Nutella Mini Donut
Hazelnuts are one of the greatest complements to chocolate, but they are incredibly hard to find anytime besides the holidays. Thankfully, Nutella—the perfect combination of hazelnut and chocolate in a delicious spread—is available year round.
These Nutella Mini Donuts are the perfect way to serve up a scrumptious dose of your favorite chocolate hazelnut spread!
INGREDIENTS
- 1 cup all purpose flour
- 2 teaspoons baking powder
- 1⁄4 teaspoon salt
- 1⁄4 cup Nutella
- 1⁄2 cup granulated sugar
- 1 large egg
- 3⁄4 cup whole milk
- 2 tablespoons vegetable oil
FOR FROSTING
- 2 tablespoons Nutella
- 1⁄2 cup powdered sugar
- 1 tablespoon whole milk
How to make
- If using an electric donut maker, preheat according to manufacturer’s instructions.
- If using donut pans, preheat oven to 350°F and grease donut pans.
- In a small bowl, whisk together flour, baking powder, and salt. Set aside.
- In a medium bowl, cream together Nutella and sugar. Carefully add egg, milk, and oil, mixing until thoroughly combined.

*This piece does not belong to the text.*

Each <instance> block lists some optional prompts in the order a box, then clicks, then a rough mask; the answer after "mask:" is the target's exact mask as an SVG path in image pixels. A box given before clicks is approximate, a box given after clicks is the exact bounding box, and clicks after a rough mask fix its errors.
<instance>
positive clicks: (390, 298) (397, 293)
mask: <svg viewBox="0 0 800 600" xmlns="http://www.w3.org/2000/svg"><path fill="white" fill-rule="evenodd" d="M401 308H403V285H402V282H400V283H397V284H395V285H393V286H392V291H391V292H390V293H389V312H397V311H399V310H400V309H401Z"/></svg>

- Then, alternating the flour mixture and milk, combine all ingredients until there are no lumps.
- If using mini donut pans: Carefully fill each donut indentation 3⁄4 full. Bake for 7–9 minutes or until donuts spring back when touched. Remove from oven, transfer to a cooling rack, and let cool completely.

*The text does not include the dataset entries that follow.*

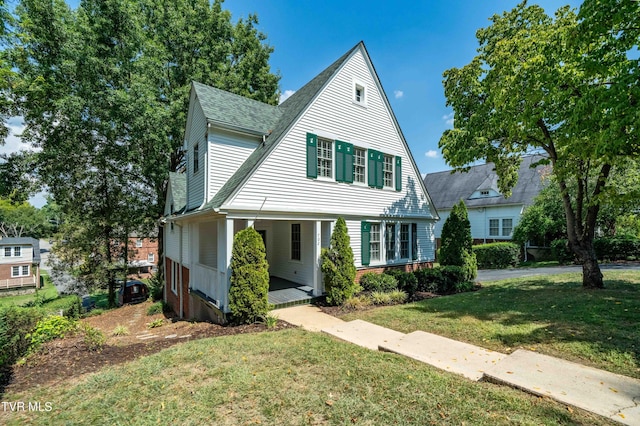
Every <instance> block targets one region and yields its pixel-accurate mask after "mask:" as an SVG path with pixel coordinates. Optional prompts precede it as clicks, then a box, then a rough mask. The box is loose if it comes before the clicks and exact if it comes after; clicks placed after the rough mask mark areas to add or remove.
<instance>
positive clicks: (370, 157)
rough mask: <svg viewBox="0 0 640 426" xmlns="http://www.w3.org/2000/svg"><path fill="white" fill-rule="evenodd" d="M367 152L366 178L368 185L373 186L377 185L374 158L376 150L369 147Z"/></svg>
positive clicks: (375, 157) (377, 153)
mask: <svg viewBox="0 0 640 426" xmlns="http://www.w3.org/2000/svg"><path fill="white" fill-rule="evenodd" d="M367 154H368V156H367V175H368V176H367V180H368V181H369V186H370V187H372V188H375V187H376V185H377V181H376V158H378V151H375V150H373V149H370V150H369V151H368V153H367Z"/></svg>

- If using an electric mini donut maker: Carefully fill each donut indentation 3⁄4 full. Bake according to manufacturer’s instructions or until the donuts spring back when touched. Transfer donuts to a cooling rack and let cool completely.

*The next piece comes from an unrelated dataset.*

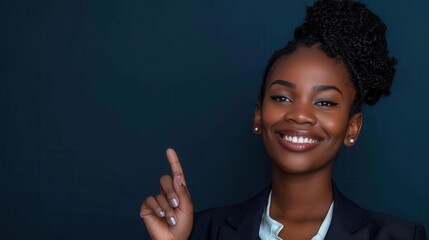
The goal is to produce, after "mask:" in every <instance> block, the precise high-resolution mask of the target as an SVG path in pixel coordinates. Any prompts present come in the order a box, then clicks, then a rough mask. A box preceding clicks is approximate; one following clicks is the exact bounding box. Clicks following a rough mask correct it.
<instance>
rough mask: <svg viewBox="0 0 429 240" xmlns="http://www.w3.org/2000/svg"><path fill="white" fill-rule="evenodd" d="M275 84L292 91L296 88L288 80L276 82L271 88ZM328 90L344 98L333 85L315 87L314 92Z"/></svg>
mask: <svg viewBox="0 0 429 240" xmlns="http://www.w3.org/2000/svg"><path fill="white" fill-rule="evenodd" d="M275 84H279V85H282V86H285V87H287V88H292V89H295V88H296V85H295V84H294V83H291V82H289V81H286V80H280V79H279V80H275V81H273V82H272V83H271V84H270V87H271V86H273V85H275ZM327 90H334V91H337V92H338V93H339V94H340V95H341V96H343V92H341V90H340V89H339V88H337V87H335V86H332V85H318V86H314V87H313V91H316V92H322V91H327Z"/></svg>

- Place wax paper under a wire rack to collect any drippings for an easy cleanup. Then, in a small bowl, whisk together Nutella and powdered sugar. Slowly add milk, whisking constantly, until you get a smooth frosting.
- Dip the top of each donut into the frosting and transfer to a wire rack. Let frosting set for 5 minutes and then serve. Donuts can be refrigerated in an airtight container for up to 3 days but are best when eaten fresh.